En el exigente arte del ballet, desde sus 30 años está en el podio de los grandes, al lado de mitos como Nijinsky y Nureyev. Hasta esa cumbre llegó desde un barrio marginal de La Habana, en donde su padre, un camionero con escasa educación pero enorme intuición cultural, se empeñó en que dejara de bailar breakdance callejero para estudiar danza clásica en el conservatorio. “Aquello era tremendo. Lo normal es que en aquel ambiente machista mi padre se hubiera opuesto al ballet porque eso era cosa de homosexuales. Pero no. Me empujo a hacerme bailarín”. Por sus continuas fallas y su naturaleza de gamberro indomable fue expulsado de la academia de ballet. Tras una salvaje paliza de su padre lo recibieron como interno en una escuela rural de artes.
Allá sufrió la más absoluta soledad, que se hacía insoportable los miércoles, cuando todos los estudiantes recibían visita de sus familiares. “Les traían comida y compartían ese rato, pero a mí no venía a verme nadie. La danza era mi salvación y eso nadie me lo iba a quitar”. Ahí entendió que las aptitudes y los talentos naturales hay que cultivarlos con mucho esfuerzo, incluso con dolor. “La fuerza y todo lo demás vienen del dolor. Sí, del dolor. El ballet es dolor físico para amoldar el cuerpo a que haga tu deseo. Del dolor sale el genio. El sufrimiento fue lo que me dio la rabia y la pasión”.

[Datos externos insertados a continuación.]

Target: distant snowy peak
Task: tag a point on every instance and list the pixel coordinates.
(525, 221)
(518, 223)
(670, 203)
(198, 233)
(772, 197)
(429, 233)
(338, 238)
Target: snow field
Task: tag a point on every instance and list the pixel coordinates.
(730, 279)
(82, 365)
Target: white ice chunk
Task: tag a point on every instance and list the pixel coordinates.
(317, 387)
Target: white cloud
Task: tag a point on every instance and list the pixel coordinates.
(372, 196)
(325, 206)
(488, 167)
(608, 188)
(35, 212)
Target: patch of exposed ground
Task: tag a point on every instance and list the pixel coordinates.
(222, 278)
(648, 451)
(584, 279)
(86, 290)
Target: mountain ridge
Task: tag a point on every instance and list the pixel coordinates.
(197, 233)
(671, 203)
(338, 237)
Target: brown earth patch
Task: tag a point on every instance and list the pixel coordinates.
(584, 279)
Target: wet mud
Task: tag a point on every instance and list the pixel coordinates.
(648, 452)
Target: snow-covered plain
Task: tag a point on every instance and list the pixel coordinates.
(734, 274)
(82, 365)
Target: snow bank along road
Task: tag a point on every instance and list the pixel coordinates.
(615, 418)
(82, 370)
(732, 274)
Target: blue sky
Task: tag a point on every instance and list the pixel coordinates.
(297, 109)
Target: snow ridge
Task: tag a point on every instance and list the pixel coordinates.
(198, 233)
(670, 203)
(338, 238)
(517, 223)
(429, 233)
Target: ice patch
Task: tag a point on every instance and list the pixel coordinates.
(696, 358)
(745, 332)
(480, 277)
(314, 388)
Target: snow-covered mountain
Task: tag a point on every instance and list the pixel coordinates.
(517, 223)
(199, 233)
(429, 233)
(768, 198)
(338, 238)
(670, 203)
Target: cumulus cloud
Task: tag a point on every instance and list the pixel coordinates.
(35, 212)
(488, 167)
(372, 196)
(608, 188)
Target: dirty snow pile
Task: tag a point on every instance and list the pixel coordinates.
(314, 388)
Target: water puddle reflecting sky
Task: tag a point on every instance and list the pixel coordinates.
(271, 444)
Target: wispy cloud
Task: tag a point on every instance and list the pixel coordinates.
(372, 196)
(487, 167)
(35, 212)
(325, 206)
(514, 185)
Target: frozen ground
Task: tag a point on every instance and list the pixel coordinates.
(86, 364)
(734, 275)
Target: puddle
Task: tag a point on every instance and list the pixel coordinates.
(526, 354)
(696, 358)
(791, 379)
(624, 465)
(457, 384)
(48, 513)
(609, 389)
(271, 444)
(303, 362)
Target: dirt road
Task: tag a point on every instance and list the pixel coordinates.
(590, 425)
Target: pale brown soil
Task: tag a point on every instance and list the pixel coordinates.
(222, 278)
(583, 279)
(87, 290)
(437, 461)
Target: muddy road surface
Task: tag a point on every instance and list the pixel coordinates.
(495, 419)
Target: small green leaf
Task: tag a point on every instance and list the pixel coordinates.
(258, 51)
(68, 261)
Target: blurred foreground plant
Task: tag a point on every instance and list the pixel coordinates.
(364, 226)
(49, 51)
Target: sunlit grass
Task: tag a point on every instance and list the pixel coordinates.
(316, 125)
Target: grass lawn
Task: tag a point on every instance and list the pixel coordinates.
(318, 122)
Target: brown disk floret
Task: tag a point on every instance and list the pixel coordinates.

Qué contraste con las nuevas generaciones narcisistas, voluntaristas y mimadas, que pretenden acceso a las artes, a la cultura e incluso a la historia desde un cómodo safe space inmaculado y sin referencias dolorosas o desagradables. En su casa, desde niño, Acosta aguantó no sólo la terquedad y violencia paternal, sino un duro racismo. Su madre y su hermana —que acabaría suicidándose— eran las únicas que, por ser blancas en el territorio libre de América, podían ir a la playa de Varadero y tenían un pasaporte para emigrar. Yuli y su hermana Marilín “eran los negros, hijos de un hombre de carácter rudo, descendiente de esclavos, que desde pequeño trató de inculcarles que por ser negros y pobres tenían que esforzarse y luchar el triple que los demás”.
Con 16 años ganó la medalla de oro en el Grand Prix de Lausanne y a los 18 lo contrataron como primer bailarín del English National Ballet. Volvió al Ballet Nacional de Cuba, pero se sintió menospreciado y se marchó. “Yo ya era primer bailarín, había bailado con grandes figuras, y al venir para acá me pusieron como tres categorías por debajo”. No sorprende esta reacción de un régimen obsesionado por la igualdad de resultados, no de oportunidades, que no tolera el éxito personal sin entender que el móvil primario de la competencia entre individuos, de la evolución misma, “no es la supervivencia del apto sino de la aptitud en general”. El principal interés de un régimen comunista como el cubano es “exaltar el mérito de no tener méritos”. Eso garantiza sumisión y lealtad. La espontaneidad, el éxito individual, aun alcanzado con trabajo, sufrimiento, sacrificio y dolor, se perciben con recelo y envidia. Así, se instala “la planificación ejercida por un déspota rodeado de servidores”, encargados de decidir quiénes alcanzan posiciones favorables dentro de un rígido sistema jerárquico.
No sólo las autoridades cubanas sabotearon el desempeño del genial bailarín. Cuando ya había ganado también el Grand Prix de París, para el montaje de Edipo Rey, Acosta esperó ingenuamente tener el rol principal. En cambio, le dieron el del viejo que debe matar a Edipo. “Envejecido por el maquillaje y el vestuario, los demás bailarines lo chiquearon diciéndole que se parecía a Celia Cruz. Carlos se sintió humillado”. Poco después le hicieron vestirse como la Pantera Rosa. Su fama ya era internacional y hasta La Habana fue a rescatarlo el director del Ballet de Houston, en donde la crítica no demoró en reconocerlo como verdadero fenómeno: “el cubano volador”, “el paracaídas”, “el arma letal”.
El éxito súbito alcanzó a marearlo. “Si soy una estrella, me tengo que vestir como tal. Me puse mi Prada y mi Cartier, me miré en el espejo… y me di cuenta de que estaba poniéndome encima un total de $6.000 [dólares], lo suficiente para comprarle un apartamento en Cuba a mi familia”. Hubiera querido llamarlos, pero recordó la principal enseñanza de su padre: nunca mirar para atrás.
Siguiendo ese sabio consejo persistió en sus sueños. Regresó a Cuba buscando rehabilitar el sitio encantado de su infancia: las ruinas de la Escuela Nacional de Arte. La envidia y los dogmas volvieron a sabotear su iniciativa con el cliché de que la educación, incluso bien financiada, no puede ser privada.